[R] XML htmlTreeParse fails with no obvious error
Nicolas Delhomme
nicolas.delhomme at plantphys.umu.se
Fri Jun 8 14:34:07 CEST 2012
Hi all,
Sorry for the rather uninformative subject, but the error I get is not very informative either.

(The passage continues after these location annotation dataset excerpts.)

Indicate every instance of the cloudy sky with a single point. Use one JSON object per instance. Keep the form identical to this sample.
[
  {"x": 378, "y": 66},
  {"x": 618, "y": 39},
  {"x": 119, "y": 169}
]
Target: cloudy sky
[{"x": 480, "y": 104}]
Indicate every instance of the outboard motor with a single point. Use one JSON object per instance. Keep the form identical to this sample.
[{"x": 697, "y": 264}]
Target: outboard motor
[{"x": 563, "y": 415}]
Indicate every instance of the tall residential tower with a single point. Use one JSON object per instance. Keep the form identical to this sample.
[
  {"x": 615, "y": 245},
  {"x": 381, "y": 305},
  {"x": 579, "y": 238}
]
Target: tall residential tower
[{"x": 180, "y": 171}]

When using the XML and RCurl package to retrieve the content of an html page, htmlTreeParse fails, printing out the beginning of the HTML:
Error in htmlTreeParse(getURL(url)) :
File <!DOCTYPE html PUBLIC "-//W3C//DTD XHTML 1.0 Transitional//EN" "http://www.w3.org/TR/xhtml1/DTD/xhtml1-transitional.dtd">
<html xmlns="http://www.w3.org/1999/xhtml" xml:lang="de" lang="de">
<head>
<title>Deutsches Krebsforschungszentrum</title>
<meta http-equiv="content-type" content="text/html; charset=ISO-8859-1" />
<meta http-equiv="Content-Style-Type" content="text/css" />
<meta http-equiv="imagetoolbar" content="no" />
<meta name="MSSmartTagsPreventParsing" content="true" />
<meta name="revisit-after" content="5 days" />
<meta name="language" content="de" />
<meta lang="de" content="" xml:lang="de" name="keywords">
<meta lang="de" xml:lang="de" name="description" content="Das Deutsche Krebsforschungszentrum hat die Aufgabe, die Mechanismen der Krebsentstehung systematisch zu erforschen und Risikofaktoren f√ºr Krebserkrankungen zu erfassen. Aus den Ergebnissen dieser grundlegenden Arbeiten sollen neue Ans√
This code reproduces the error:
library(RCurl)
library(XML)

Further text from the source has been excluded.